Die Presse

Die Grünen zwischen Wunsch und Wirklichke­it

Analyse. Nur rund 14 Prozent: Gegen eine starke SPÖ tun sich die Grünen schwer. Aber das ist nicht der einzige Grund.

- VON THOMAS PRIOR

Die Ausgangspo­sition hätte, jedenfalls auf den ersten Blick, nicht viel besser sein können: Gemeindera­tswahlen in Österreich­s einziger Großstadt und eine urbane Partei mit Klimaschut­z-Schwerpunk­t, die den Zeitgeist seit geraumer Zeit auf ihrer Seite hat. Klingt nach einer guten Chance für das beste Grünen-Ergebnis der österreich­ischen Geschichte, oder?

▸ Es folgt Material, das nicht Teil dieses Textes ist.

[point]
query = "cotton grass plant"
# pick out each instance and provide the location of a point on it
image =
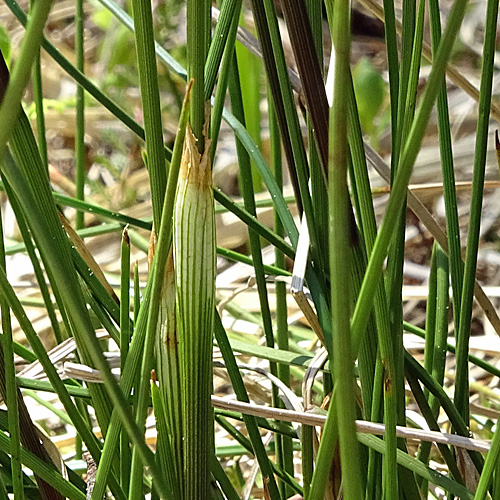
(351, 266)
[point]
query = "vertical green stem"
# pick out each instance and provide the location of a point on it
(10, 387)
(80, 114)
(285, 448)
(125, 458)
(462, 370)
(338, 198)
(198, 36)
(150, 94)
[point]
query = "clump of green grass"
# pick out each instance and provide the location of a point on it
(350, 265)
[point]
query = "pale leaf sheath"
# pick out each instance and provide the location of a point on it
(194, 263)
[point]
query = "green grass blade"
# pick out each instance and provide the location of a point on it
(150, 95)
(462, 372)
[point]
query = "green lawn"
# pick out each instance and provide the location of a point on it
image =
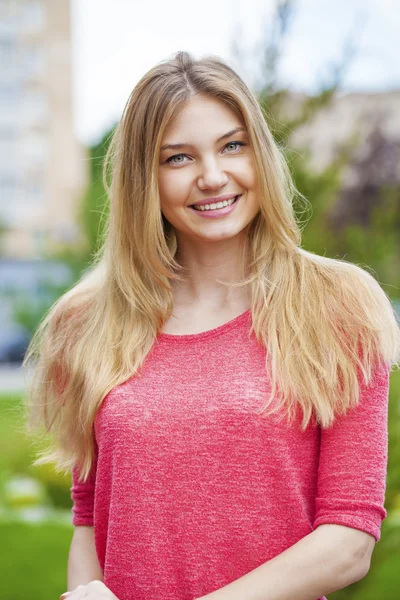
(33, 560)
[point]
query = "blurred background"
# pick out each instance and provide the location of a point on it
(328, 76)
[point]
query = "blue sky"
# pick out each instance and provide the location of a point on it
(114, 42)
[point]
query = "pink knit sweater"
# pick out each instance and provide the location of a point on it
(192, 490)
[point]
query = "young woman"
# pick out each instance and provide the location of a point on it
(218, 393)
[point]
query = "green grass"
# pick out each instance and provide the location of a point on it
(33, 560)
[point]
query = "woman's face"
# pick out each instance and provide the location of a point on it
(210, 159)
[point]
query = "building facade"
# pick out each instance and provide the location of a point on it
(43, 169)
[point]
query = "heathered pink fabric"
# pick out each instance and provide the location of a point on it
(192, 490)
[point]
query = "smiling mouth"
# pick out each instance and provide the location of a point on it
(198, 209)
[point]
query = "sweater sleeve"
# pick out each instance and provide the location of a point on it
(353, 461)
(82, 495)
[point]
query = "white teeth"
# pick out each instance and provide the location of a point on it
(215, 206)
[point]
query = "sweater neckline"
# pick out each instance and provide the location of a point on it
(209, 333)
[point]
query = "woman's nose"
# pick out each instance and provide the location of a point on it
(212, 175)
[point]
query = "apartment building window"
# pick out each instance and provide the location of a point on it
(10, 10)
(9, 94)
(8, 53)
(8, 146)
(10, 198)
(33, 60)
(34, 13)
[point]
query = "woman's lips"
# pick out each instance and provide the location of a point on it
(217, 212)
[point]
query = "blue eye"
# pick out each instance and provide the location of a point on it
(171, 160)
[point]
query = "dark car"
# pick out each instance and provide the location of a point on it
(13, 344)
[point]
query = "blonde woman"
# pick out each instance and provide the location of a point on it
(218, 393)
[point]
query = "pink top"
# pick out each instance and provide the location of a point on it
(192, 490)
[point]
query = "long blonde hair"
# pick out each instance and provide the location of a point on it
(320, 319)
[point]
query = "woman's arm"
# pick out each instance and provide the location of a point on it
(83, 564)
(328, 559)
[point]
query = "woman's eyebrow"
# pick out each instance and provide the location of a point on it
(192, 146)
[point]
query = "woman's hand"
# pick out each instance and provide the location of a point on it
(95, 590)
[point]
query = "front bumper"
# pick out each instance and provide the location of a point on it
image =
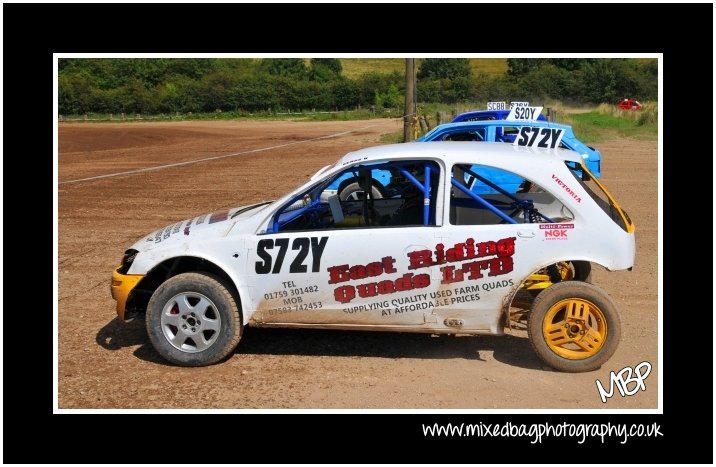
(121, 288)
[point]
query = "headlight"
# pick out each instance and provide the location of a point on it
(127, 260)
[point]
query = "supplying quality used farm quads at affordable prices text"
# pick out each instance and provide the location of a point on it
(434, 251)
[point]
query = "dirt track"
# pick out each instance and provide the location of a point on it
(108, 364)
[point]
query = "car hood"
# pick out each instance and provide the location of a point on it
(204, 227)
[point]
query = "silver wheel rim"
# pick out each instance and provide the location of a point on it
(190, 322)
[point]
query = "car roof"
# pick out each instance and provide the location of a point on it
(479, 152)
(498, 114)
(501, 123)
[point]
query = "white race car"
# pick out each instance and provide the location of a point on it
(429, 256)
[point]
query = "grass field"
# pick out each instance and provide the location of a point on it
(354, 67)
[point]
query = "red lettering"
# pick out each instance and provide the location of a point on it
(450, 275)
(475, 268)
(338, 274)
(358, 272)
(388, 262)
(486, 249)
(344, 293)
(506, 246)
(367, 290)
(420, 259)
(499, 266)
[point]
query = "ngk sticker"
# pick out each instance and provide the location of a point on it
(556, 231)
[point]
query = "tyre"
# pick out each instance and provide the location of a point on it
(352, 191)
(571, 271)
(193, 320)
(574, 326)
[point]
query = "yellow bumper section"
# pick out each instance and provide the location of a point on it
(122, 286)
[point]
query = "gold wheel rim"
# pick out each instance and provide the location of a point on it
(575, 329)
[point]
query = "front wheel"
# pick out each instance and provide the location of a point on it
(574, 326)
(193, 320)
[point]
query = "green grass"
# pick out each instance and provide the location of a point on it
(355, 67)
(608, 121)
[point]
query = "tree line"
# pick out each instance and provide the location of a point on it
(169, 85)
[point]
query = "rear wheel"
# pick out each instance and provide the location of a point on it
(193, 320)
(574, 326)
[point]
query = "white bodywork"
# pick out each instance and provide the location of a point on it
(400, 278)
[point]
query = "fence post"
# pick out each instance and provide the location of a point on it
(423, 124)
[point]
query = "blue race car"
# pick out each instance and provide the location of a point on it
(508, 130)
(480, 115)
(537, 133)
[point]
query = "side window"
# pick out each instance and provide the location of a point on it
(482, 195)
(465, 136)
(375, 195)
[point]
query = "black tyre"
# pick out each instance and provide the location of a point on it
(352, 191)
(570, 271)
(193, 320)
(574, 326)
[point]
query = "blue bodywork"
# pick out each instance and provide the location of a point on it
(506, 130)
(494, 131)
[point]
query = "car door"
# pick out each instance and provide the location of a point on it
(492, 246)
(331, 264)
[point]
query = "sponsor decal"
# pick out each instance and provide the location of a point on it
(566, 188)
(474, 258)
(556, 231)
(218, 216)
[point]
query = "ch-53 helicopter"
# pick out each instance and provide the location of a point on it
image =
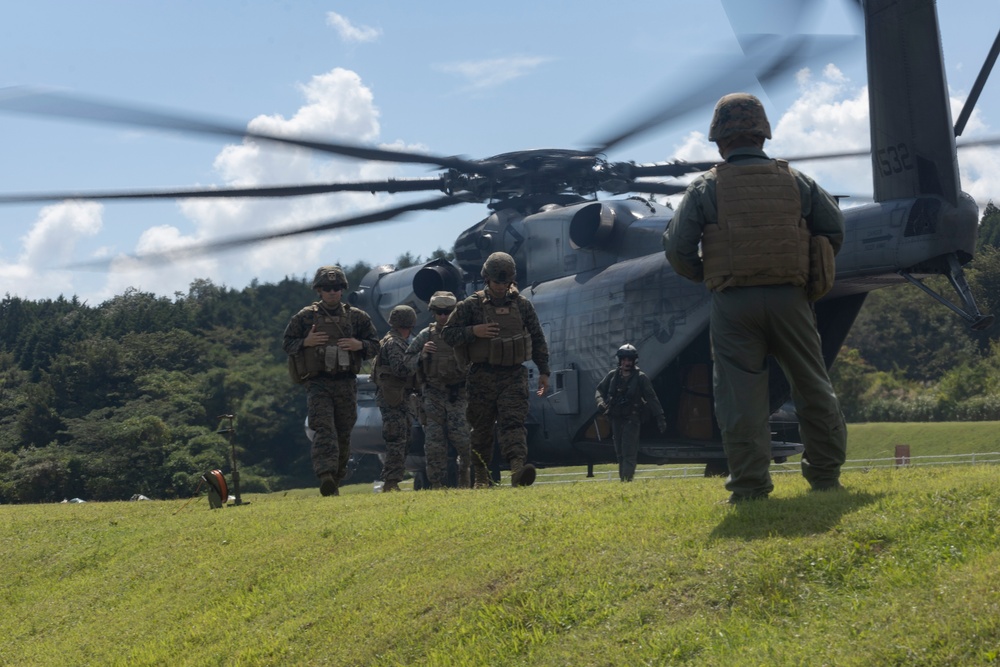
(594, 269)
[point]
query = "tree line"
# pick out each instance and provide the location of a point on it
(104, 402)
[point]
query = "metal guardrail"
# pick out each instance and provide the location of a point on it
(681, 471)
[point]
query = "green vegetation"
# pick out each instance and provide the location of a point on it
(902, 569)
(103, 402)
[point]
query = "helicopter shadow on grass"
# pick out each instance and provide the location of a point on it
(797, 516)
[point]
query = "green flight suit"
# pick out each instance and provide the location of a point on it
(750, 322)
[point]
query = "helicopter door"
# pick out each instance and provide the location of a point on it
(694, 409)
(565, 396)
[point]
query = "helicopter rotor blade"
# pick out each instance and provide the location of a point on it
(390, 186)
(41, 102)
(974, 143)
(657, 188)
(231, 243)
(766, 60)
(977, 87)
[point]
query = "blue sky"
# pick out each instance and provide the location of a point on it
(470, 79)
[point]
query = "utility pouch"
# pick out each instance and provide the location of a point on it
(297, 368)
(336, 360)
(822, 267)
(509, 351)
(392, 394)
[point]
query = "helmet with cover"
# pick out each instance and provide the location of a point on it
(627, 351)
(500, 267)
(402, 317)
(330, 275)
(739, 113)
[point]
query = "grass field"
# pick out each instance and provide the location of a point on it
(902, 569)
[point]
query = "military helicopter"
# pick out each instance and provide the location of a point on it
(594, 269)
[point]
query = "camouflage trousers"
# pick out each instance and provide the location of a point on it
(397, 422)
(498, 396)
(333, 409)
(446, 425)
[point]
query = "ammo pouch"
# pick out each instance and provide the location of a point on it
(511, 351)
(297, 368)
(822, 267)
(393, 391)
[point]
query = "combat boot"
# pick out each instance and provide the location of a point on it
(482, 476)
(328, 484)
(521, 473)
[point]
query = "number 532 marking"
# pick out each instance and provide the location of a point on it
(894, 159)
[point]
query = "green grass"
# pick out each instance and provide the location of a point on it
(903, 569)
(878, 440)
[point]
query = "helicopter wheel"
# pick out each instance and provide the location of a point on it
(420, 481)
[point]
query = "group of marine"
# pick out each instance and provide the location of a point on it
(759, 234)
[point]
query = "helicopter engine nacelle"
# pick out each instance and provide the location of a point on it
(383, 288)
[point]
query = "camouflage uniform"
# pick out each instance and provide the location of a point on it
(626, 399)
(758, 314)
(394, 382)
(445, 402)
(498, 395)
(332, 399)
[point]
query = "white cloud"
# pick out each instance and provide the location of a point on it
(49, 245)
(350, 32)
(482, 74)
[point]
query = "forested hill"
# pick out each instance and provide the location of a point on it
(104, 402)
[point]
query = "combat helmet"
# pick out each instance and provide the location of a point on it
(330, 275)
(739, 113)
(627, 351)
(442, 300)
(402, 317)
(500, 267)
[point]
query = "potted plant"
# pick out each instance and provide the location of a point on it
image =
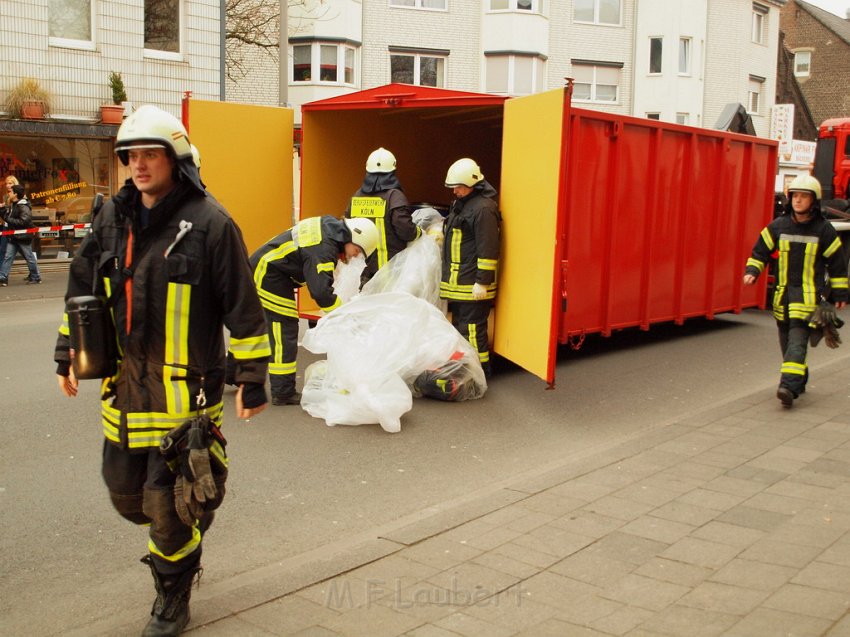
(27, 100)
(114, 113)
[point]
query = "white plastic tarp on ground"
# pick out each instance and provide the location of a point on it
(381, 341)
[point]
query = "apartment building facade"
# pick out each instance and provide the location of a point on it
(675, 60)
(162, 48)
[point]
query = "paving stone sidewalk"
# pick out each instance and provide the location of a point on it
(734, 521)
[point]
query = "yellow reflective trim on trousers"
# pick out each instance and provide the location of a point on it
(63, 327)
(187, 549)
(381, 224)
(759, 265)
(276, 254)
(798, 369)
(176, 347)
(251, 347)
(835, 245)
(768, 240)
(809, 288)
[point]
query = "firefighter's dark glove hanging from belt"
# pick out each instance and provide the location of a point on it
(186, 450)
(825, 324)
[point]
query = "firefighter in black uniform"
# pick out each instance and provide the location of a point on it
(381, 199)
(806, 247)
(305, 254)
(175, 270)
(471, 254)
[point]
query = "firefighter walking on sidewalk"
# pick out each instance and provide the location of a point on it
(174, 271)
(806, 248)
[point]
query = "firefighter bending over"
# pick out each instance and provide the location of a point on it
(305, 254)
(471, 254)
(381, 199)
(806, 248)
(174, 270)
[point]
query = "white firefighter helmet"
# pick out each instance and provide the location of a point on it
(363, 234)
(152, 127)
(805, 183)
(380, 161)
(464, 172)
(196, 156)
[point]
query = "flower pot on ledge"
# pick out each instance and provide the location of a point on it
(111, 113)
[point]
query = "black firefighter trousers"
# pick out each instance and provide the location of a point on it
(141, 487)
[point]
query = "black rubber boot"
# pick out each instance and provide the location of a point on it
(170, 612)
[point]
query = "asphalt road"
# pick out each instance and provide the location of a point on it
(297, 485)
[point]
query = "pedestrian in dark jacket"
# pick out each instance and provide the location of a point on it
(19, 217)
(806, 248)
(175, 271)
(306, 254)
(381, 199)
(471, 254)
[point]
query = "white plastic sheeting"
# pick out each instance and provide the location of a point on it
(378, 343)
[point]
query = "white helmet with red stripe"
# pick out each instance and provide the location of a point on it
(152, 127)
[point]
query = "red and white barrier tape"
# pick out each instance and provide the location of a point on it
(70, 226)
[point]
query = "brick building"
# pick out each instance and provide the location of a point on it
(820, 45)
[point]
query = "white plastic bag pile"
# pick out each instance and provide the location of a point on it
(384, 342)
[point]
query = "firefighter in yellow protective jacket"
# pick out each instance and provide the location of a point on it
(306, 254)
(806, 248)
(175, 271)
(471, 254)
(381, 199)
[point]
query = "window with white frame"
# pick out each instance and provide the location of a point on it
(759, 22)
(420, 4)
(70, 22)
(515, 74)
(532, 6)
(802, 63)
(596, 82)
(323, 62)
(422, 69)
(655, 55)
(162, 25)
(597, 11)
(754, 94)
(684, 56)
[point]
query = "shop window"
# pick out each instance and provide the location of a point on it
(684, 56)
(61, 176)
(596, 82)
(597, 11)
(323, 62)
(515, 74)
(802, 63)
(420, 4)
(655, 50)
(70, 23)
(423, 70)
(162, 27)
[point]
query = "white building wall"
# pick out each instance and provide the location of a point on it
(670, 93)
(732, 57)
(78, 78)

Es kam anders. Nach Auszählung der Wahlkarten werden sich die Grünen in Wien bei etwa 14 Prozent einpendeln – leicht über dem Ergebnis von 2015 zwar, aber deutlich unter jenen 20,7 Prozent, die Werner Kogler bei der Nationalra­tswahl 2019 in Wien geholt hat (bundesweit waren es damals 13,9 Prozent). Wie ist dieser Gap zu erklären?

Am ehesten mit der SPÖ: Besonders erfolgreic­h sind die Grünen offenbar immer dann, wenn sie es mit einer schwächeln­den oder schwachen SPÖ zu tun haben. Oder anders gesagt: Gegen eine starke SPÖ wachsen die grünen Bäume nicht in den Himmel.

Die grüne Klubobfrau im Parlament, Sigrid Maurer, hält einen Vergleich zwischen Gemeindera­tswahlerge­bnis 2020 und Nationalra­tswahlerge­bnis 2019 für nicht aussagekrä­ftig. Diese Unterschie­de gebe es seit jeher, sie seien nichts Ungewöhnli­ches.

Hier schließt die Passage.